Some city workers to get raises

Compensation study shows half of municipal employees are underpaid

Nearly half of the city’s employees can expect a pay increase effective July 1.

Prompted by high turnover rates and small hiring pools, the City of Cortez recently commissioned the Mountain States Employer’s Council to conduct a wage study.

The report found that 48 of the city’s 100 employees currently earn wages under the recommended minimum starting range.

“The low wages cross over multiple departments,” MSEC official Sheree Steiner told council members Tuesday night at their regular meeting.

The study shows that the Cortez Police Department has the most full-time employees whose salaries fall below the minimum starting point. The police shortfall totals more than $62,000, according to the report.

“If we make these adjustments, I think we will start attracting more qualified officers,” said Cortez Police Chief Roy Lane. “You get what you pay for.”

Mayor Dan Porter supported the measure, saying the police department has long served as a training ground for officers. Pleased with the department’s current staff, Porter said he hates providing officers with their necessary certification only to watch them leave for better-paying jobs.

“Our starting wages are not right,” said City Manager Shane Hale. “I honestly thought this report would have been worse.”

All of the city council members were in favor of immediately raising employee wages to the minimum starting point, pointing out fair wages could help boost morale and production.

Hale was expected to break the news to city employees by today.

“This report is a way for us to surgically address wages that are not up to snuff,” Hale said. “Starting July 1, we are going to bring every soul up to the starting minimum wage of their position. It’s a no brainer.”

According to the study, raising all employee wages to the minimum starting point will impact city coffers by more than $100,000 annually.

Raising wages on July 1 will cost the city $50,704 in 2013.

Hale said that increases ranging from 1.25 to 5 percent would be awarded to bring city employee wages in line with the study’s findings.

City officials also plan to appropriately boost any senior employee wages to combat against potential morale problems that could arise from the new starting wage increases, Hale said.

In addition to the police department, the report indicates that other departments with low starting wage points include employees at parks and recreation, the library, general services and the city manager’s office.

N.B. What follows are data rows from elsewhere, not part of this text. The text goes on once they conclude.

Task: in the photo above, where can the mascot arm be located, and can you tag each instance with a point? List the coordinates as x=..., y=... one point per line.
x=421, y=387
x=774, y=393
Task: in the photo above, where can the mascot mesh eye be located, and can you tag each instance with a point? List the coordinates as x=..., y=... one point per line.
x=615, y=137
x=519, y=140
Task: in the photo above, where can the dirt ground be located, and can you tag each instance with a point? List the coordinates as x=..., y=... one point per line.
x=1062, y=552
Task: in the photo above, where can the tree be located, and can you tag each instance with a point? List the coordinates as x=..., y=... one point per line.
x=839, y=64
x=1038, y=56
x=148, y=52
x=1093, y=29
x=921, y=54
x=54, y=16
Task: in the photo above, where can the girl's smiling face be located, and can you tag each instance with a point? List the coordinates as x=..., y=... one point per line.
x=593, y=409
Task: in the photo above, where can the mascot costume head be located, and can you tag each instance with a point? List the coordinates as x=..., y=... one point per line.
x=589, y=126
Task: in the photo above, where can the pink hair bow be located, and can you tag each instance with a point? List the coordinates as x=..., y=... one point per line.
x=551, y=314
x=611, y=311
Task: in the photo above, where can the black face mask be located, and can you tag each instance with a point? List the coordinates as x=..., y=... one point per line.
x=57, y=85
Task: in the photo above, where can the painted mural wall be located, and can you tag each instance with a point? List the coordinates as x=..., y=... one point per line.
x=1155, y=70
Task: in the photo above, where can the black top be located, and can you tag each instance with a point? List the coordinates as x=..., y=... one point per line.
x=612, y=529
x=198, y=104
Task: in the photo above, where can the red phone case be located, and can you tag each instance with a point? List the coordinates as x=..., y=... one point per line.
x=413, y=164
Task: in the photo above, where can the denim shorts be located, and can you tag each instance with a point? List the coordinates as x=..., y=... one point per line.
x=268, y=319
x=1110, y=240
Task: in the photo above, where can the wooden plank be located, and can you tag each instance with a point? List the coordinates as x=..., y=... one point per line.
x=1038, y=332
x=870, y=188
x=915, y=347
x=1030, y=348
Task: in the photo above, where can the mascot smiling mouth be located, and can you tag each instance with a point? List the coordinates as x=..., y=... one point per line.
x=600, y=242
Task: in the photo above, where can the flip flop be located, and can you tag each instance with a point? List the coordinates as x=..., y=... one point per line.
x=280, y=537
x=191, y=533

In other news, the City of Cortez adopted a new ordinance regulating occupied RVs on private and public property.

No one opposed the measure during a public hearing Tuesday evening.

J.D. Lopez of South Maple Street addressed council members in favor of the new ordinance, saying his neighbor has guests staying in a RV outside his home for months on end.

“This can become a problem, and we need to nip it in the bud right away,” Lopez said.

Unanimously approved by the city council, Ordinance No. 1179 limits occupancy of RVs and travel trailers on private property or public roadways to 30 days per calendar year.

Those found violating the new regulation could face a maximum $500 daily fine.

The city council next meets on June 25.